Detailed Description

Lesotho has second-highest HIV and fifth-highest tuberculosis prevalence rates worldwide, and a maternal mortality rate (1024/100,000) that is among the highest in Africa. As there are only 6.2 nurses and 0.5 physicians per 10,000 people, both about one-third of the African average, there is an enormous need for eHealth systems to assist the clinical care system. Preconception care is an effort to focus on engaging young women in their health before they become pregnant since many women enter pregnancy at risk for poor outcomes because of preexisting medical conditions or not following evidence-based preventive action.
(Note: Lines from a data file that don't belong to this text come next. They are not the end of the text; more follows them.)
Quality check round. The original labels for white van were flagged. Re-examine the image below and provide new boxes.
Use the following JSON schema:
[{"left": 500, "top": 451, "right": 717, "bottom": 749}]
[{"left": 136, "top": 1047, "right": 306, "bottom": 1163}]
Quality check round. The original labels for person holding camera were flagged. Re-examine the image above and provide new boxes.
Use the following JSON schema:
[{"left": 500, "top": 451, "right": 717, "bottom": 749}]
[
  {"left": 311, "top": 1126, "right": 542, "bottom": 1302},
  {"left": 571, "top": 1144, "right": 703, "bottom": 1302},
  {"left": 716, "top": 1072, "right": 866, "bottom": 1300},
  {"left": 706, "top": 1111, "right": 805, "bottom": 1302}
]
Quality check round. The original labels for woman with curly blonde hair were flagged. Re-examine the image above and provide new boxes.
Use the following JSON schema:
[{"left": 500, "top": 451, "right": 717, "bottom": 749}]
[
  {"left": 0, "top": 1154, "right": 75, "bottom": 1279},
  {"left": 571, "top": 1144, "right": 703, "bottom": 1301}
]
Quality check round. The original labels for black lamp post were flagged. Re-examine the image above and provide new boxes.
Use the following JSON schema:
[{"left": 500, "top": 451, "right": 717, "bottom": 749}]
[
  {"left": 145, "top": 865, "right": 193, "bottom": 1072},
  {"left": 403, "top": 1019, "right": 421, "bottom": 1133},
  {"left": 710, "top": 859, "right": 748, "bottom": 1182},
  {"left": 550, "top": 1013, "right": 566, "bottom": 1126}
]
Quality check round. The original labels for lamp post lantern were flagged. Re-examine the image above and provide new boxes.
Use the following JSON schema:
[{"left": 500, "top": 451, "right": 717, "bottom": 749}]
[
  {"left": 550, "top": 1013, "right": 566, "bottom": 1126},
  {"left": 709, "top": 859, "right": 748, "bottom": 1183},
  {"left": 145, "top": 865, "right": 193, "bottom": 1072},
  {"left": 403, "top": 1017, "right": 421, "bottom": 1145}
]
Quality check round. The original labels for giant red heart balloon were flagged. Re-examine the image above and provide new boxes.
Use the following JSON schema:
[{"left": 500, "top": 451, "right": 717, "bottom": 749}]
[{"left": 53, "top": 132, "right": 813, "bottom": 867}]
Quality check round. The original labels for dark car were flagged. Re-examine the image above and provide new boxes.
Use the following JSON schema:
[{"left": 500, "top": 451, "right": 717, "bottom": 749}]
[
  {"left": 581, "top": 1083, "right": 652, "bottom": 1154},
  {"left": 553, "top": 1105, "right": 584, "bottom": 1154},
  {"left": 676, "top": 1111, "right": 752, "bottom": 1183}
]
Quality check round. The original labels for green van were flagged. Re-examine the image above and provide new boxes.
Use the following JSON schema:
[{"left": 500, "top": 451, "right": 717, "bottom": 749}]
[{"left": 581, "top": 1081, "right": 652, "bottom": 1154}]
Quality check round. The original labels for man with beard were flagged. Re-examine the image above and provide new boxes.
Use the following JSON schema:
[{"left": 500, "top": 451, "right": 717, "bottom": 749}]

In 2013, the WHO prioritized research that focuses on developing, delivering, and scaling preconception women's health interventions in low and middle-income countries to optimize health and birth outcomes. The WHO emphasized implementation research as the key step in helping to maximize the coverage and uptake of preconception care to enhance the long-term health outcomes for women and their children. The existing "Gabby" system is a patient-facing, user-friendly, evidence-based, scalable, culturally adaptive, health communication system designed to improve women's health. The investigator's team has developed and tested several Embodied Conversational Agents (ECAs), which are virtual characters designed using expertise from health communication, psychotherapy, social psychology, sociolinguistics, linguistics, and communication theory. For this project, the investigators will first adapt the existing "Gabby" system to a culturally appropriate mHealth application, called "Nthabi", and second, study the impact of the Nthabi application into district hospitals in Lesotho in partnership with the Lesotho Boston Health Alliance (LeBoHA) using the existing educational infrastructure. The research team will assess the effectiveness of Nthabi based on the periodic stage of change assessments over the two-month implementation, end-user content knowledge, and system usage.